Darf ich dich auf etwas hinweisen?
CML*8*GX3M*2*A1600C9 = 8GB auf 2 Modulen
CML*16*GX3M*4*A1600C9 = 16GB auf 4 Modulen

-> Der gleiche RAM nur mit 2 Riegeln mehr.


----------



## Palad0se (1. September 2012)

Hmm... 
Naja dann werde ich den RAM wohl umtauschen müssen...
Aber da Komische ist, dass ich wenn ich eine Tastatur anschließe auch 0 machen kann.
Ich kann weder ins BIOS noch irgendwas...
Aber der PC geht ja, wen der RAM drinne ist, sowieso nach 3 Sekunden aus... Da bringt das h nichts ins BIOS zu gehen...


----------



## Caps-lock (1. September 2012)

Ich hab noch nich gelesen, dass du einen Riegel eingesteckt und den zweiten auf den Schreibtisch gelegt hast .
ANsonsten hab ich ein Asrock Z68 Extreme4 und 16Gb Corsair LP Speicher.
Das ganze läuft zwischen Normaltakt und 4.8 ghz stabil.

Vielleicht ist es ja auch das Mainboard, wenn du sonst noch Probleme hast.

Kannst du dir von irgendeinem Kumpel speicher leihen ?
DDD3 3 sollte ja recht verbreitet sein .


----------



## Palad0se (1. September 2012)

Ja von den Riegeln her habe ich schon alles probiert... Aber ohne Erfolg.
Naja ich habe jetzt keine Freunde, die nen ordentlichen Rechner haben... Und auch keinen DDR3 RAM habe schon alle gefragt... Die sind froh, dass die mit ihren Kaffeemaschinen überhaupt Minecraft spielen können....


----------



## Caps-lock (2. September 2012)

Hmmm.
Gibt es unter Umständen ein Ladengeschäft in deiner Stadt wo du einen Speicherriegeln kaufen kannst und die sowas auch wieder anstandslos zurücknehmen ?
Das mit dem mehrfach booten klingt für mich halt eher weniger nach Speicher.
Beim Speicher würde ich erwarten dass entweder garnix geht, oder er beim booten mit nem bluescreen abstürzt.


----------



## Klos1 (2. September 2012)

Caps-lock schrieb:


> Hmmm.
> Gibt es unter Umständen ein Ladengeschäft in deiner Stadt wo du einen Speicherriegeln kaufen kannst und die sowas auch wieder anstandslos zurücknehmen ?



Was ist denn ein Ladengeschäft?

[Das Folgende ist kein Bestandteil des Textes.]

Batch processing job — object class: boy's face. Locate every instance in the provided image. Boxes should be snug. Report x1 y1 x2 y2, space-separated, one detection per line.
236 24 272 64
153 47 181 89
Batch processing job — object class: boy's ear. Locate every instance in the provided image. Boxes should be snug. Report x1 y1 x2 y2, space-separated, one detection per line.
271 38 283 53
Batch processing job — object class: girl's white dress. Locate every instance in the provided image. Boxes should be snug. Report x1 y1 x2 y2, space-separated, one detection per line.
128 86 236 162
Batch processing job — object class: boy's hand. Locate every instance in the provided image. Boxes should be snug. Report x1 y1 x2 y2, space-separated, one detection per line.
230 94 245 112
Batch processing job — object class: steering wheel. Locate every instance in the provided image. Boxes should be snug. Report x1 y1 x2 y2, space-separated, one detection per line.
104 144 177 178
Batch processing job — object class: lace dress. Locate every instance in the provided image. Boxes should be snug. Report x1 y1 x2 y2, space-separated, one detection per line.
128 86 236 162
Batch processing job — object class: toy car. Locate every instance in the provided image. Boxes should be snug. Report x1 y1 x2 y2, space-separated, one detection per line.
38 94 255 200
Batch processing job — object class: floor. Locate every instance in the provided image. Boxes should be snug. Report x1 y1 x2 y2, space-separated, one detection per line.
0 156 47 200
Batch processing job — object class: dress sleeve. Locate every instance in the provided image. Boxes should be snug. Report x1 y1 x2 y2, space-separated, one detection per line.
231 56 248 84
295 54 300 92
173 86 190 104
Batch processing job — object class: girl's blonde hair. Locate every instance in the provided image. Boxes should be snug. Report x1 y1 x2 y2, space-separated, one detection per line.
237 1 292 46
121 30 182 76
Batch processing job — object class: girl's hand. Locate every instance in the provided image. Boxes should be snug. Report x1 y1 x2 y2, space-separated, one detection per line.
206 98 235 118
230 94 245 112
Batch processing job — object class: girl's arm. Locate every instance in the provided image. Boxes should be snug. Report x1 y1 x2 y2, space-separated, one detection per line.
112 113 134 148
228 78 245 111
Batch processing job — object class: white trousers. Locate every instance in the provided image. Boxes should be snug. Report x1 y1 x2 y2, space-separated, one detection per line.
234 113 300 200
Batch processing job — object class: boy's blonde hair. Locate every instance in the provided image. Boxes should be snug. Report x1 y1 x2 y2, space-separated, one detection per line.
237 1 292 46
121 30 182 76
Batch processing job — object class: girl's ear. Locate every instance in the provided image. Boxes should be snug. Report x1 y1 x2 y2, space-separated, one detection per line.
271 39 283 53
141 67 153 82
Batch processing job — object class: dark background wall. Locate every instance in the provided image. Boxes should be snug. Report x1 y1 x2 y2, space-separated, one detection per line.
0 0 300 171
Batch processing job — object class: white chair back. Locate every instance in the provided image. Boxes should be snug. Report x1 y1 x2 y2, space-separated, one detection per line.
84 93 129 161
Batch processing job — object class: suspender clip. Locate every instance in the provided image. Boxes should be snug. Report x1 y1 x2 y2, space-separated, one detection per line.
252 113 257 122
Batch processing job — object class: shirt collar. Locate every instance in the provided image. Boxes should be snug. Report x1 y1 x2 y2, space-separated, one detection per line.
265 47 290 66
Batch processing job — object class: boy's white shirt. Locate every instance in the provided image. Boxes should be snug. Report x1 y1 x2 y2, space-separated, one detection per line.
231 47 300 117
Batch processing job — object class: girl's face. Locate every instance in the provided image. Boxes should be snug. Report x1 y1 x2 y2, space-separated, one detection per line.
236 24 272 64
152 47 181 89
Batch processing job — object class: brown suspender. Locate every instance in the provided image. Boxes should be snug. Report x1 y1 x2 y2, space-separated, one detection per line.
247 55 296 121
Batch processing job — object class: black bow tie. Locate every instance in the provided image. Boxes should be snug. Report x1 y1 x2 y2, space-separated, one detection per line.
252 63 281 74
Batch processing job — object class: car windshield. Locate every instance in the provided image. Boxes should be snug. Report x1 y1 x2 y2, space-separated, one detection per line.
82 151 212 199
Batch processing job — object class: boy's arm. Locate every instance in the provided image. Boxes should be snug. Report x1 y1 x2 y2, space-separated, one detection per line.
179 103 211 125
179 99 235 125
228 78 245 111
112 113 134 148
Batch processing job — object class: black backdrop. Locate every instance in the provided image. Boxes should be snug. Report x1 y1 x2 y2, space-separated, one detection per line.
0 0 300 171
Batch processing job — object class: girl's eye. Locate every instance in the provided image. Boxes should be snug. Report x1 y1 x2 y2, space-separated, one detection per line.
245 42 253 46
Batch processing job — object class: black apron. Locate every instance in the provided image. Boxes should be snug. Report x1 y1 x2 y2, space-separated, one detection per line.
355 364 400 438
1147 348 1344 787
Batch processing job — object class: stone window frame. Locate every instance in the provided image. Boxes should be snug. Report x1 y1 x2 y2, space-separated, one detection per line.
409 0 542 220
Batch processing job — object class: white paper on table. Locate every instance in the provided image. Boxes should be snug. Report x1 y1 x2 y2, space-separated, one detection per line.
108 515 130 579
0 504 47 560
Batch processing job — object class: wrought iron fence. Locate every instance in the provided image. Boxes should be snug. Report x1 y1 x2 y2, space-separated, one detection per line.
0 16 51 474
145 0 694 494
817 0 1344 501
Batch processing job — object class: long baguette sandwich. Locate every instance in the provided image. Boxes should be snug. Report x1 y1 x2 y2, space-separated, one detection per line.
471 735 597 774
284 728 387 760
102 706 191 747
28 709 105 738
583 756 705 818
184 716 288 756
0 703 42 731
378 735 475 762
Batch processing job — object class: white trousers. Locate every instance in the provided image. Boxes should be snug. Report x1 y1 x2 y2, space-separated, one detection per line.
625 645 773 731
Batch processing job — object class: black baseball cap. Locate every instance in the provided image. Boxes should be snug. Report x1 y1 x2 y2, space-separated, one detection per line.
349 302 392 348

Verkaufen die Läden? Geht man da rein und sagt: "Hallo! Zwei Elektroläden, einen Spielwarenladen und dann nehm ich noch fünf von den Eisenwarenläden".


----------



## Palad0se (2. September 2012)

xD


----------



## Palad0se (2. September 2012)

Ich tippe mittlerweile eh mehr auf einen Defekt vom Mainboard.
Ich werde das am Montag wahrscheinlich zurückschicken. :3
Und die Riegel setzte ich nachher bei einem Kumpel ein.
Und wenn er da nicht geht tausche ich den auch wieder um.
Ich bekomme nämlich nicht mal ein Bildsignal, denn der Monitor bleibt einfach nur schwarz... Und auch wenn der RAM draußen ist würde ja wenigstens ein Bildsignal kommen. Und ins BIOS komme ich ja auch nicht, weil ich wie gesagt kein Bildsignal haben und ich den PC nicht mal via USB Tasta steuern kann.


----------



## Klos1 (2. September 2012)

Palad0se schrieb:


> Ich tippe mittlerweile eh mehr auf einen Defekt vom Mainboard.



Dito! Weil ich nicht an Inkompatibilität glaube. Dafür liest man von dieser Kombi (Board + Ram) zu oft in irgendwelchen Foren. Und das beide Riegel defekt sind, hört sich für mich auch erstmal unrealistisch an.
Nicht unmöglich, aber auch nicht unbedingt sehr wahrscheinlich.


----------



## Palad0se (2. September 2012)

Die Komponenten sind auch 100%ig
kompatibel. Der RAM steht nur unter einer anderen Bezeichnung auf der Seite von ASRock


----------